A. Outline the disease triangle for the farmer.
B. Using the gene-for-gene paradigm, describe to the farmer the conditions when the grapefruit trees will be diseased.
C. Using the gene-for-gene paradigm, describe to the farmer the conditions when the grapefruit trees will NOT be diseased.
- Give an example of a chemical defense. Give a couple of examples of plant defenses that have been co-opted by humans.
- Contrast the views of F. Clements and H. Gleason on:
- What is a plant community? Draw a hypothetical distribution of species over an environmental gradient under each concept of community.
- What is succession and how does it work?
- What is the role of 1) stochastic and 2) deterministic factors in the development of plant communities?
- What are some examples of stochastic factors that can be important?

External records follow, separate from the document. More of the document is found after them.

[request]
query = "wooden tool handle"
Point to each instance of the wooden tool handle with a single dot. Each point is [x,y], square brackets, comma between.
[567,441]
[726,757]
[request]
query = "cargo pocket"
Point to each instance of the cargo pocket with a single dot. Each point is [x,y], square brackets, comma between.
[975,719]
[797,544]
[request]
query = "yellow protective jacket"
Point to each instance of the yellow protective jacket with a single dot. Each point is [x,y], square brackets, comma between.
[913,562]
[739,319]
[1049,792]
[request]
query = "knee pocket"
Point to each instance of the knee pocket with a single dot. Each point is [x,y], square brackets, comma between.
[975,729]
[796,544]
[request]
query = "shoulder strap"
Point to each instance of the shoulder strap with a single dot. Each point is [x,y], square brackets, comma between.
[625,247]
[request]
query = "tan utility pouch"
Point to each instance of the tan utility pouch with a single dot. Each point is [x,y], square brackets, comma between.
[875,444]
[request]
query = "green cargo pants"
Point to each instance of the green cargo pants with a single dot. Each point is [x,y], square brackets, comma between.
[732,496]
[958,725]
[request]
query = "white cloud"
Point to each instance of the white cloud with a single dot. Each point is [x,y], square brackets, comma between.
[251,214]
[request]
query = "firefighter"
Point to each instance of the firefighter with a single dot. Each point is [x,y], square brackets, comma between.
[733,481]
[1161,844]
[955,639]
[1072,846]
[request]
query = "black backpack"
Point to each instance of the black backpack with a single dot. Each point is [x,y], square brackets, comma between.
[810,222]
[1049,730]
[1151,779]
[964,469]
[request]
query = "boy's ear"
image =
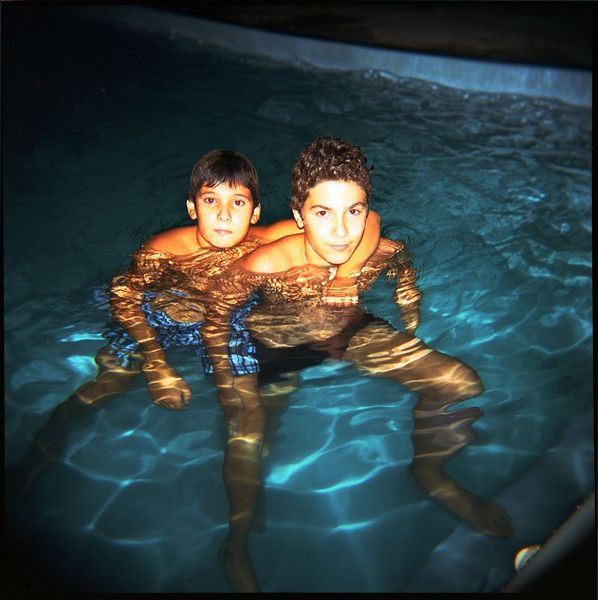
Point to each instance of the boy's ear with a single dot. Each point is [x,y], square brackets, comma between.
[191,208]
[298,219]
[255,215]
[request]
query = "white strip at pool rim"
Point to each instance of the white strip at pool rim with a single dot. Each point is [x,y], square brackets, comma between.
[573,86]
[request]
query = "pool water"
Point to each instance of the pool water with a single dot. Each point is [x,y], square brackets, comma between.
[492,194]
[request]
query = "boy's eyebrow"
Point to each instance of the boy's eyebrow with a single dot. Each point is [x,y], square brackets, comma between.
[210,190]
[322,207]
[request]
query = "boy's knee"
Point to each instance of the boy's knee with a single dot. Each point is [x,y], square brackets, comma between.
[468,384]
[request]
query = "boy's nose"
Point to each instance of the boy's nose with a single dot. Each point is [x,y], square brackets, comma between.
[339,229]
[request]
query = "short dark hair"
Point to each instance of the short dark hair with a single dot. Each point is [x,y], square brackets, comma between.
[224,166]
[328,159]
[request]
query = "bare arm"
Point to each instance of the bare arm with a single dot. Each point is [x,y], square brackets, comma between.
[407,297]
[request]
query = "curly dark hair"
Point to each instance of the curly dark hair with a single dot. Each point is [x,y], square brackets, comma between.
[224,166]
[328,159]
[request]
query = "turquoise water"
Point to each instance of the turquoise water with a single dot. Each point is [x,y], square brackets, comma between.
[492,192]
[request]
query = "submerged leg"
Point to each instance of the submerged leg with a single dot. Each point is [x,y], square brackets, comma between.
[438,435]
[242,477]
[49,443]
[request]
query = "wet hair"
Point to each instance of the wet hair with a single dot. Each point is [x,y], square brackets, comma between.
[328,159]
[224,166]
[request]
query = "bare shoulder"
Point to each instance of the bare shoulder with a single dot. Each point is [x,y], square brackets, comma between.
[278,256]
[387,248]
[274,231]
[180,240]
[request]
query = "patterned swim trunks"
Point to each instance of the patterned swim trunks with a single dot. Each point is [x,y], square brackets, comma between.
[169,332]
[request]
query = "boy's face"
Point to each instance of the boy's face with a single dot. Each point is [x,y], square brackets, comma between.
[224,214]
[333,216]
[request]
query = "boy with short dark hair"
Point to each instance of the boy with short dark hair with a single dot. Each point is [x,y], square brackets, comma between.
[293,327]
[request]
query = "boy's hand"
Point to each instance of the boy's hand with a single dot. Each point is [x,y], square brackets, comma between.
[166,387]
[410,318]
[341,291]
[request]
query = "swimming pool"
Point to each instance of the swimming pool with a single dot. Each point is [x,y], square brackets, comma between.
[492,192]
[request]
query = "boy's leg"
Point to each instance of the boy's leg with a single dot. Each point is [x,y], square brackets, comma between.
[49,443]
[241,475]
[441,381]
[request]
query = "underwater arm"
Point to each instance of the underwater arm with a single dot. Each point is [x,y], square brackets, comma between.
[406,295]
[166,387]
[275,231]
[231,290]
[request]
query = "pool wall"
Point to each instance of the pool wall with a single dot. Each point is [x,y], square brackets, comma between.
[573,86]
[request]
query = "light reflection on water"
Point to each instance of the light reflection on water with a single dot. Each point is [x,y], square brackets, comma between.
[493,194]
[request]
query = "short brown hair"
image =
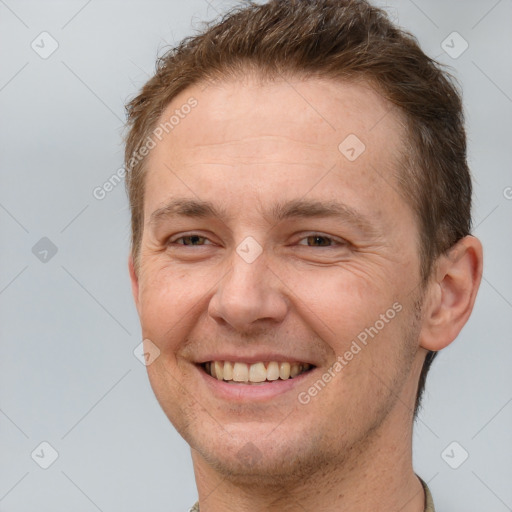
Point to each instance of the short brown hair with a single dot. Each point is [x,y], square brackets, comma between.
[342,40]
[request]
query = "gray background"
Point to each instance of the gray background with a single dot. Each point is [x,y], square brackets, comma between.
[68,327]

- What are some examples of deterministic factors that can be important?
- Design a study or experiment to quantify the relative importance of stochastic vs. deterministic. Chose a particular system (study site, habitat, set of species) for this study: based on what you know about the system, do you think stochastic factors will dominate, or deterministic factors?
- If you did this study at your "Real Ecology" site…do you think it would be stochastic or deterministic factors?
- What kinds of ecological questions can you answer with ordination? Why is it useful? How do you do it?
- Design a plant ecology observational study or an experiment that a group of four could do in 4-6 hours on the UCSC campus natural reserve. State: 1) your question, 2) your methods, 3) your expected results, and how you would interpret alternative patterns in the data. 4) Draw a graph of your expected results.